= Management assertions =

Term used in financial auditing

Management assertions or financial statement assertions are the implicit or explicit assertions that the preparer of financial statements (management) is making to its users. These assertions are relevant to auditors performing a financial statement audit in two ways. First, the objective of a financial statement audit is to obtain sufficient appropriate audit evidence to conclude on whether the financial statements present fairly, in all material respects, the financial position of a company and the results of its operations and cash flows. In developing that conclusion, the auditor evaluates whether audit evidence corroborates or contradicts financial statement assertions. Second, auditors are required to consider the risk of material misstatement through understanding the entity and its environment, including the entity's internal control. Financial statement assertions provide a framework to assess the risk of material misstatement in each significant account balance or class of transactions.

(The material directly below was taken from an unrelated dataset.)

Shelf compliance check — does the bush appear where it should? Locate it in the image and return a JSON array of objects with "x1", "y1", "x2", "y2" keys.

Both United States and International auditing standards include guidance related to financial statement assertions, although the specific assertions differ. The PCAOB and the IFAC address this topic in AS 1105 (updated from AS 15 as of December 31, 2016) and ISA 315, respectively. The American Institute of Certified Public Accountants identifies the following financial statement assertions:
1. Transactions and events
  - Occurrence — the transactions recorded have actually taken place.

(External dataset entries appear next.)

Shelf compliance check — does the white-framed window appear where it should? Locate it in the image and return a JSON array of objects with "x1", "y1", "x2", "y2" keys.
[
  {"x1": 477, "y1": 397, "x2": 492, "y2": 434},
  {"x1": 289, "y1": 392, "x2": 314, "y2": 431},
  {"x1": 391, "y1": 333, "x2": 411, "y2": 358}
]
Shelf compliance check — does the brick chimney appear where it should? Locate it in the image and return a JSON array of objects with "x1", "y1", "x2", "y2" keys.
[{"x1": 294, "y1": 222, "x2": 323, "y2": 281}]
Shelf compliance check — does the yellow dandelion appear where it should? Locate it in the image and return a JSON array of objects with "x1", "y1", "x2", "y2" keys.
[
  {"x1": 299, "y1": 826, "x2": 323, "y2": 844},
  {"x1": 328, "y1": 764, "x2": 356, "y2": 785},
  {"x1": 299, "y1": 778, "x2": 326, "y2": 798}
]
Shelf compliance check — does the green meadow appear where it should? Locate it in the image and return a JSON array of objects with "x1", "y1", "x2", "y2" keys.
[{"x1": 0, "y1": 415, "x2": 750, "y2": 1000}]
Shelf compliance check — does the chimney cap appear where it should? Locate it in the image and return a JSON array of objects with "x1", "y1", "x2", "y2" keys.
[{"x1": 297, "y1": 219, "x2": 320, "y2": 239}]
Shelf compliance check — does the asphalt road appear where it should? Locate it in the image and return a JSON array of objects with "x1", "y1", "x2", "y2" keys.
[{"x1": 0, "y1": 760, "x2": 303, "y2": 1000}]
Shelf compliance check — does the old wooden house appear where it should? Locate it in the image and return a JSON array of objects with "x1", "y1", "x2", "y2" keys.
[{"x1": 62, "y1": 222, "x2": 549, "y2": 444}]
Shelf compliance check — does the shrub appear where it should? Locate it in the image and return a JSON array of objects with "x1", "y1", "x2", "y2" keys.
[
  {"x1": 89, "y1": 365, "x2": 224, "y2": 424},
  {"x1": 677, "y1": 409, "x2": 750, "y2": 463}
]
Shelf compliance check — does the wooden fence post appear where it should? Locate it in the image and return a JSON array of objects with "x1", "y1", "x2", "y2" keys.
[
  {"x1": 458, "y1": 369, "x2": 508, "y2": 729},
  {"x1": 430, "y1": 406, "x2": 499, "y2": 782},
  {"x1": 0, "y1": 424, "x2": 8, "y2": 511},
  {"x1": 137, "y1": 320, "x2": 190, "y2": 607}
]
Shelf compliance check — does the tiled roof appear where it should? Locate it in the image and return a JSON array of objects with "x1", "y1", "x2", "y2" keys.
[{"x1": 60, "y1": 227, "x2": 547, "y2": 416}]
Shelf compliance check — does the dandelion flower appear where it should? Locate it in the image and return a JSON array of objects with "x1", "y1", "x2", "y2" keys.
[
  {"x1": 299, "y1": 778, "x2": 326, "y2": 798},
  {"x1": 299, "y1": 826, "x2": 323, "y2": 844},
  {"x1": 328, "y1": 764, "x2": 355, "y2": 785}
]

  - Completeness — all transactions that should have been recorded have been recorded.
  - Accuracy — the transactions were recorded at the appropriate amounts.
  - Cutoff — the transactions have been recorded in the correct accounting period.
  - Classification — the transactions have been recorded in the appropriate caption.
2. Accounts balances as of period end
  - Existence — assets, liabilities and equity balances exist.
  - Rights and Obligations — the entity legally controls rights to its assets and its liabilities faithfully represent its obligations.
  - Completeness — all balances that should have been recorded have been recorded.
  - Valuation and Allocation — balances that are included in the financial statements are appropriately valued and allocation adjustments are appropriately recorded.
3. Presentation and disclosure
  - Occurrence — the transactions and disclosures have actually occurred.
  - Rights and Obligations — the transactions and disclosures pertain to the entity.
  - Completeness — all disclosures have been included in the financial statements.
  - Classification — financial statements are clear and appropriately presented.
  - Accuracy and Valuation — information is disclosed at the appropriate amounts.